An affordable housing shortage has low-income households at a greater disadvantage, with reports of single parents having as little as $50 a week to buy food and pay bills.
Anglicare released its annual Rental Affordability Snapshot on Monday, with the worst declines for singles on the age pension or the minimum wage.
A year ago, there were 15 properties on offer, which were affordable for single elderly people - this year, there was only one.
In 2018, a single person on the minimum wage could afford 20 properties on the market - this year, it came down to five.
One lady I know, after she's paid her rent, only has $50 a week to buy food and pay bills, that's for herself and her child.Anglicare Orange community development officer Barry Porter
The snapshot, in its 10th year, was formulated based on the 121 rental properties on the market on March 23, evaluating affordability for singles and couple on the Newstart allowance, parenting payment, age pension, disability support pension, youth allowance and minimum wage.
They were also assessed on their suitability to house the correct number of people.
Most categories had fewer properties available - the only rise was for single people with a child younger than five on the parenting payment, who could not find a property in 2018 but had one affordable option this year.
Housing remained unaffordable for singles on Newstart, singles with two children on the parenting payment, and singles on youth allowance, both on their own and in a share house.
Anglicare Orange community development officer Barry Porter said the landscape looked worse than a year ago.
"We've got the tree-changers from Sydney because of the high unaffordability and because they're prepared to pay much lower rents than Sydney, but much higher than people here can afford, how can people compete?" he said.

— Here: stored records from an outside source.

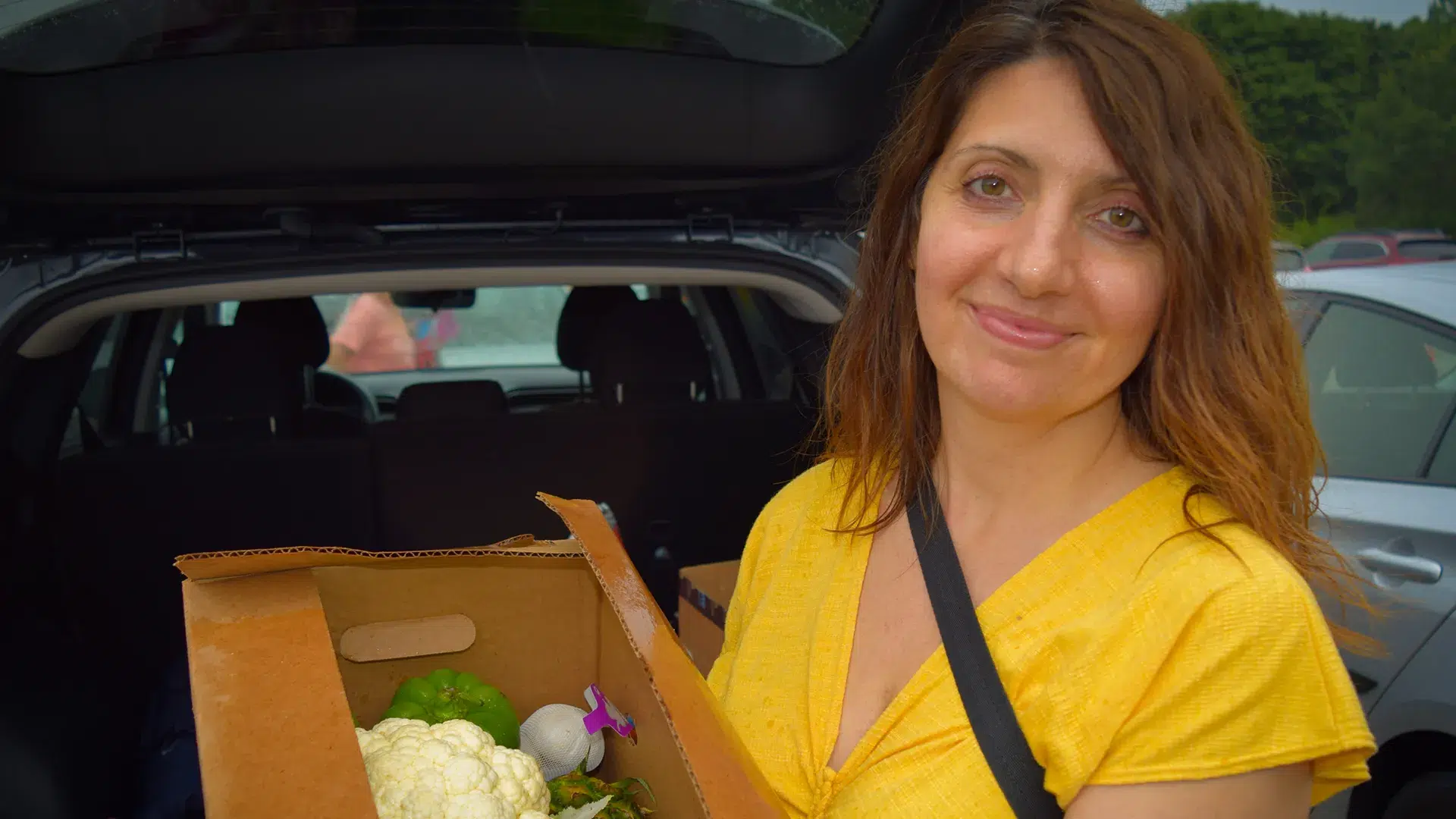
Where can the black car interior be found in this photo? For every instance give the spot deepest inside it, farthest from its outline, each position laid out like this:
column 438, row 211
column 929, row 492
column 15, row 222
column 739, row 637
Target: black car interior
column 254, row 461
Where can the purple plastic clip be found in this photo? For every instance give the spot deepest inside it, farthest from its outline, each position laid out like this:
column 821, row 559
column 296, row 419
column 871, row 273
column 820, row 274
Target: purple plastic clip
column 604, row 716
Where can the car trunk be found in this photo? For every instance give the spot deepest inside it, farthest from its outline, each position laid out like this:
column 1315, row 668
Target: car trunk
column 149, row 153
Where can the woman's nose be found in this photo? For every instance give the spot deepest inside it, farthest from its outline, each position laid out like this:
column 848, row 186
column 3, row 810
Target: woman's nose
column 1041, row 253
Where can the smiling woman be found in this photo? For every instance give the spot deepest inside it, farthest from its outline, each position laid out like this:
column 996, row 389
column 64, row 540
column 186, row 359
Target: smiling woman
column 1069, row 341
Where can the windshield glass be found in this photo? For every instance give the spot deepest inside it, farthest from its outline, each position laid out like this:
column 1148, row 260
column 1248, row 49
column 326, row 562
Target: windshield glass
column 67, row 36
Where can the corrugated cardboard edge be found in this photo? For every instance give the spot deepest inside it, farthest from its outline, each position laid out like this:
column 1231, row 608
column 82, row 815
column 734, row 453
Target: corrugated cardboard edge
column 718, row 764
column 215, row 566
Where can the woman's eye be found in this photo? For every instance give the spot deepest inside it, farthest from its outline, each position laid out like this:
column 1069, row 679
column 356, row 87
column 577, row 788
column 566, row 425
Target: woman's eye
column 992, row 187
column 1125, row 219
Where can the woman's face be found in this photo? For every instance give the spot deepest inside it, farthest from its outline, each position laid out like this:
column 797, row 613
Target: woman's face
column 1037, row 284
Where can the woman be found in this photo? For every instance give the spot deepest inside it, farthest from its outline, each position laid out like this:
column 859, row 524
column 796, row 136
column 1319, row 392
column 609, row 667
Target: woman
column 1068, row 321
column 373, row 337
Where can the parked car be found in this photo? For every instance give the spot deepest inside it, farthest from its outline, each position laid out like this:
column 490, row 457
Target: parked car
column 1289, row 257
column 1381, row 349
column 1381, row 248
column 510, row 153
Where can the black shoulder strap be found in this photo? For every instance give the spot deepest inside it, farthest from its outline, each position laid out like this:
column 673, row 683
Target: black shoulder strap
column 987, row 707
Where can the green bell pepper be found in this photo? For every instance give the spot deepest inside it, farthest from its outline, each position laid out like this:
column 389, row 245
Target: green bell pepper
column 444, row 694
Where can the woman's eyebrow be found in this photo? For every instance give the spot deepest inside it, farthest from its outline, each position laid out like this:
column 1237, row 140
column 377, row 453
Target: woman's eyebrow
column 1114, row 180
column 1019, row 159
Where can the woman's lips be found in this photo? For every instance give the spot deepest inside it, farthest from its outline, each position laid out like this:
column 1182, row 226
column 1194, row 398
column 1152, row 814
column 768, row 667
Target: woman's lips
column 1018, row 330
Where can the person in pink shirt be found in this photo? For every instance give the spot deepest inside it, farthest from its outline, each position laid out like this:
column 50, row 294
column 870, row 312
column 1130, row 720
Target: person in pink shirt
column 373, row 337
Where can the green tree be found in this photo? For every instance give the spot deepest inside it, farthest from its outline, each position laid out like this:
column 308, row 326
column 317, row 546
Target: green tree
column 1301, row 79
column 1404, row 140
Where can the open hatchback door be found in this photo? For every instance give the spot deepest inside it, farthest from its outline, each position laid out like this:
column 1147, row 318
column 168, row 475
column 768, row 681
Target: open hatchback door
column 209, row 114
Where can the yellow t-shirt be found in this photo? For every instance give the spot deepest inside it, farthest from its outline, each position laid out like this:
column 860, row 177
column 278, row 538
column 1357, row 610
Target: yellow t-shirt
column 1125, row 662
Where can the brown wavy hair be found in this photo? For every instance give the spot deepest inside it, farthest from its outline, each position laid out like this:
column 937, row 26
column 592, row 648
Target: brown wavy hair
column 1222, row 388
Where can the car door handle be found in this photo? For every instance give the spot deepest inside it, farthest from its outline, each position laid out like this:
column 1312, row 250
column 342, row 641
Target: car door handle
column 1400, row 567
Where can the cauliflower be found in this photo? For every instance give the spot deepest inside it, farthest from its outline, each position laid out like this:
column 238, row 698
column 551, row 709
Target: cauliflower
column 449, row 770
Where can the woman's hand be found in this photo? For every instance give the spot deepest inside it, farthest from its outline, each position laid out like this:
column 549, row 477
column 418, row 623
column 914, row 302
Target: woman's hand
column 340, row 357
column 1277, row 793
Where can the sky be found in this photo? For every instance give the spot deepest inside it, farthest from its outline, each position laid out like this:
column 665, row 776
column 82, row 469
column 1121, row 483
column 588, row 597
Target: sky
column 1385, row 11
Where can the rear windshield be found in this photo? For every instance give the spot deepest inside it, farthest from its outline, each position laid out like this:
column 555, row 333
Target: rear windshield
column 1288, row 260
column 1429, row 249
column 66, row 36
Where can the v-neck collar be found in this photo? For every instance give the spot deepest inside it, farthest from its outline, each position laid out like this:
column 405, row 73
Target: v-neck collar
column 1006, row 604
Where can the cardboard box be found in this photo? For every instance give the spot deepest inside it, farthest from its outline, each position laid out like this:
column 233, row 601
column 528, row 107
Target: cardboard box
column 705, row 592
column 274, row 700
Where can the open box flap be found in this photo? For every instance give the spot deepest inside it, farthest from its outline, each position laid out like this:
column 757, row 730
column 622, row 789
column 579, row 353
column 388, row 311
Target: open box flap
column 271, row 601
column 728, row 781
column 212, row 566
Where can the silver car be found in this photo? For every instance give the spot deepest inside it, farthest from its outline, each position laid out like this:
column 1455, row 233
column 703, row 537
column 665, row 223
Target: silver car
column 1381, row 350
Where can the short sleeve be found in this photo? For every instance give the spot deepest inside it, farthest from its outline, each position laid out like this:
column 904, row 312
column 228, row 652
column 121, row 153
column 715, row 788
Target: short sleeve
column 1253, row 681
column 359, row 324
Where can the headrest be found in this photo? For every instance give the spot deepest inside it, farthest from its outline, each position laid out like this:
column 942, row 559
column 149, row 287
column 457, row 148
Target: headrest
column 653, row 350
column 453, row 400
column 234, row 375
column 1386, row 362
column 580, row 322
column 296, row 321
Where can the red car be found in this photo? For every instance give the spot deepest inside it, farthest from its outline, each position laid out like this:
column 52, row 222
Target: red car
column 1381, row 246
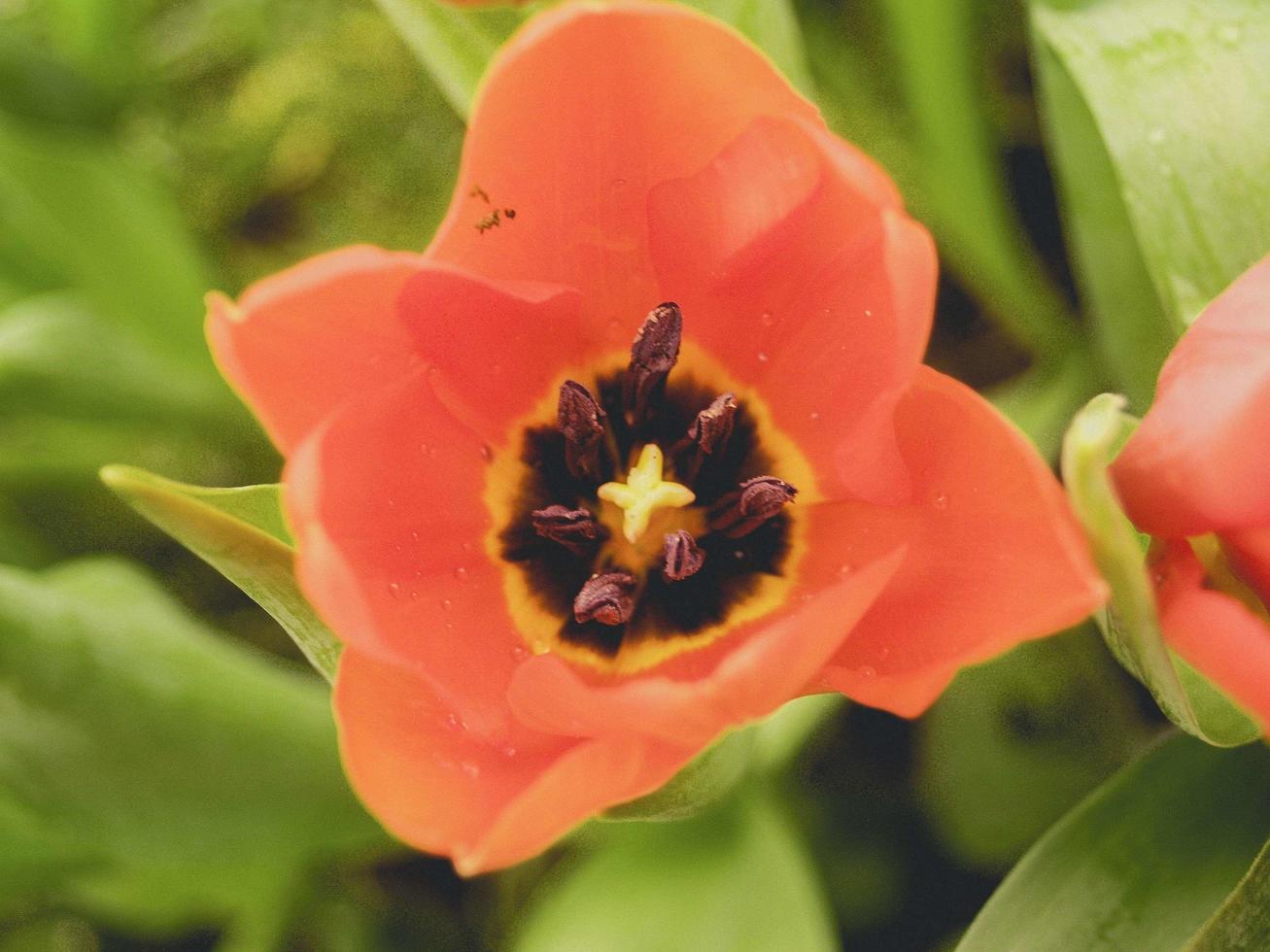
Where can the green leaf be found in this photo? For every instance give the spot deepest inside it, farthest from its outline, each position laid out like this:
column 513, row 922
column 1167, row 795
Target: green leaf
column 1016, row 743
column 157, row 772
column 732, row 878
column 240, row 532
column 454, row 46
column 1143, row 862
column 1159, row 122
column 772, row 27
column 1129, row 622
column 1242, row 922
column 74, row 214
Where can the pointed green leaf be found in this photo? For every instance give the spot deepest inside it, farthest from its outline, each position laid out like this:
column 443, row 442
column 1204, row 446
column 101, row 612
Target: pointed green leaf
column 454, row 46
column 1143, row 862
column 240, row 532
column 731, row 878
column 1129, row 621
column 1244, row 919
column 1157, row 116
column 152, row 768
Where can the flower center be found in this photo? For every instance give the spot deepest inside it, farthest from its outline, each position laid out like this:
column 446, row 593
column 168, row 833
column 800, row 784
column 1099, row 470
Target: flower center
column 637, row 514
column 644, row 492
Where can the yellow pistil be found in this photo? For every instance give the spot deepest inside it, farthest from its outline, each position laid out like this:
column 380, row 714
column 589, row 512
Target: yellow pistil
column 644, row 492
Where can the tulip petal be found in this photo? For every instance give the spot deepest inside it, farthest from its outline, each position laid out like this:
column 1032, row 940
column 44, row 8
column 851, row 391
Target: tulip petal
column 584, row 112
column 1198, row 463
column 1217, row 634
column 743, row 677
column 811, row 286
column 298, row 344
column 385, row 500
column 495, row 347
column 441, row 789
column 996, row 558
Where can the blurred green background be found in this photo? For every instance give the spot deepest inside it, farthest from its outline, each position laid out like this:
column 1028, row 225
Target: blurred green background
column 168, row 776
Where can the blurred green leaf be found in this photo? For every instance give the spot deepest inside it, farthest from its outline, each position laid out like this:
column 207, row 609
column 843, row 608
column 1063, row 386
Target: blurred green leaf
column 239, row 532
column 704, row 782
column 732, row 878
column 455, row 46
column 1143, row 862
column 1013, row 744
column 1159, row 122
column 77, row 392
column 772, row 27
column 452, row 45
column 1129, row 622
column 936, row 49
column 160, row 773
column 1244, row 919
column 75, row 215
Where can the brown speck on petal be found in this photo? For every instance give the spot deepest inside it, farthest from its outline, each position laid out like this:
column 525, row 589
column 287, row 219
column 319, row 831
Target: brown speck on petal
column 582, row 422
column 653, row 355
column 607, row 598
column 577, row 529
column 748, row 507
column 683, row 556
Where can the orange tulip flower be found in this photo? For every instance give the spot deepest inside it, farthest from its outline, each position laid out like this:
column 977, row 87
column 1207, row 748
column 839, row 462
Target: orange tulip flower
column 1194, row 476
column 562, row 562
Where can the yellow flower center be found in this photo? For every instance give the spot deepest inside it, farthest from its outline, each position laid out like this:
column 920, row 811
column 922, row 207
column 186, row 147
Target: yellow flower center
column 644, row 492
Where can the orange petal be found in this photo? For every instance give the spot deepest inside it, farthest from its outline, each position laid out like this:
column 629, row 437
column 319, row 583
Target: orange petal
column 298, row 344
column 810, row 285
column 1198, row 462
column 495, row 347
column 583, row 112
column 996, row 558
column 385, row 500
column 1216, row 633
column 441, row 789
column 744, row 675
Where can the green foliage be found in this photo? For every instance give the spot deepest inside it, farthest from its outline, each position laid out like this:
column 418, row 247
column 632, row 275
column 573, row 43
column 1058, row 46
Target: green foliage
column 161, row 774
column 1161, row 127
column 1242, row 922
column 1129, row 622
column 1143, row 862
column 1016, row 743
column 241, row 533
column 732, row 878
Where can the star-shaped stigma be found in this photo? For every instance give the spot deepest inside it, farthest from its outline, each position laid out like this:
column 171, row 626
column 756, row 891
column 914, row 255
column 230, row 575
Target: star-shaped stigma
column 644, row 492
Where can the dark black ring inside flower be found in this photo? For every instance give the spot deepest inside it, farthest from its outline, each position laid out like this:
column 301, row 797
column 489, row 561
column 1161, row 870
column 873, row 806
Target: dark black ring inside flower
column 698, row 562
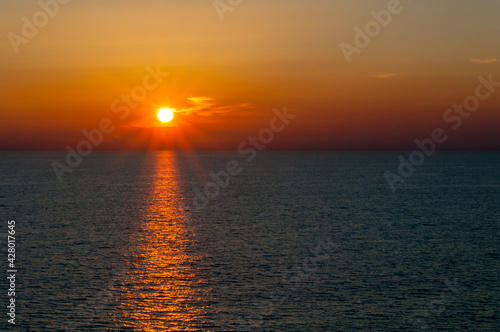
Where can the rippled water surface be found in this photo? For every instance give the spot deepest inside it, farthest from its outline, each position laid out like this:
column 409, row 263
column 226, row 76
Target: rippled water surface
column 294, row 242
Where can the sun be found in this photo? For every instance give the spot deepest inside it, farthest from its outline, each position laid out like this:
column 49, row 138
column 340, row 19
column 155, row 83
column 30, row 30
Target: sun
column 165, row 114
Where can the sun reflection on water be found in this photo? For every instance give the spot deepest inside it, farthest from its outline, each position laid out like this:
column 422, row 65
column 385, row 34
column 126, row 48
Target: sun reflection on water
column 160, row 287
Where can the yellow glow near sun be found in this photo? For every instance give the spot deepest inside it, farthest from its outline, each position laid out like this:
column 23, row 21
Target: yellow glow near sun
column 165, row 114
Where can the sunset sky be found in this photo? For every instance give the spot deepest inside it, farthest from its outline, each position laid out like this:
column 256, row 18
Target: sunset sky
column 226, row 76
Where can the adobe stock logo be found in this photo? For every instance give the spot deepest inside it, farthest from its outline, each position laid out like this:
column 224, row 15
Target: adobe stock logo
column 373, row 29
column 453, row 116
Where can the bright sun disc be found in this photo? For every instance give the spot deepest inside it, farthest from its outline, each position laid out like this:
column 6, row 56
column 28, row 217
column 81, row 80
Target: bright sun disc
column 165, row 114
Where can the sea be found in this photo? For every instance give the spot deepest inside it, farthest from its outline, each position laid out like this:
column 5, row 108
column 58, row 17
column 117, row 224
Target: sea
column 276, row 241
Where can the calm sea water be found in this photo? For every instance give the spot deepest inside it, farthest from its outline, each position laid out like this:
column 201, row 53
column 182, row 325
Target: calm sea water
column 295, row 242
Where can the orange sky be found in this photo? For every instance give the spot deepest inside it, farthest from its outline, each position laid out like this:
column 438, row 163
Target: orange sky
column 226, row 76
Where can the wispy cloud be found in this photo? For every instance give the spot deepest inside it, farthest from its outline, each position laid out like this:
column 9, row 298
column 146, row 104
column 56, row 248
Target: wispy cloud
column 386, row 75
column 209, row 106
column 483, row 61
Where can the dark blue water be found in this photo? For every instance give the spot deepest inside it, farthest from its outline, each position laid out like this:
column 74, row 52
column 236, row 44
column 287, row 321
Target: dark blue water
column 293, row 242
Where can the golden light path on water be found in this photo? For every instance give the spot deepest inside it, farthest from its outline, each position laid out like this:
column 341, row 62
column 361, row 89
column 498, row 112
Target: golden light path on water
column 161, row 291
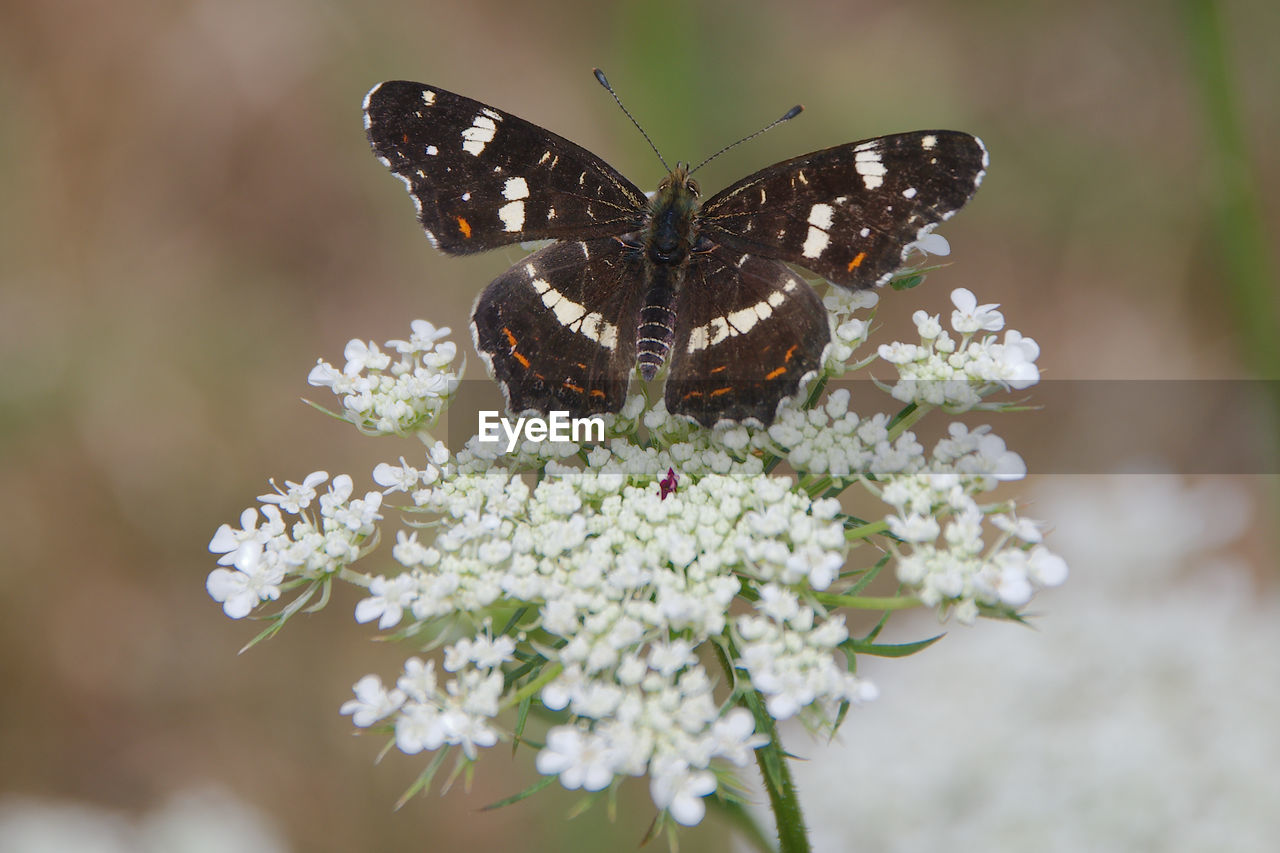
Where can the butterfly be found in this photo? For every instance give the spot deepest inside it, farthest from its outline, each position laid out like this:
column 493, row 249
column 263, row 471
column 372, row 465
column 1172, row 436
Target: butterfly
column 631, row 282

He said even if those on lower incomes or on government support did secure a house, rent created significant financial pressure.
"One lady I know, after she's paid her rent, only has $50 a week to buy food and pay bills, that's for herself and her child," he said.
"You can't buy food for $50 a week, you can't pay bills for $50 a week."
As a result, Mr Porter said many skipped meals and even missed work if they had no petrol money.
"Often they're not able to register, insure or maintain a vehicle," he said.
Mr Porter said some were able to couch surf or stay with family, but people without those connections were most vulnerable, especially if they were fleeing violence.
He said serious housing reforms were needed, including ensuring more housing was located close to public transport and providing greater protection for tenants by ensuring they could access crisis services and employment programs.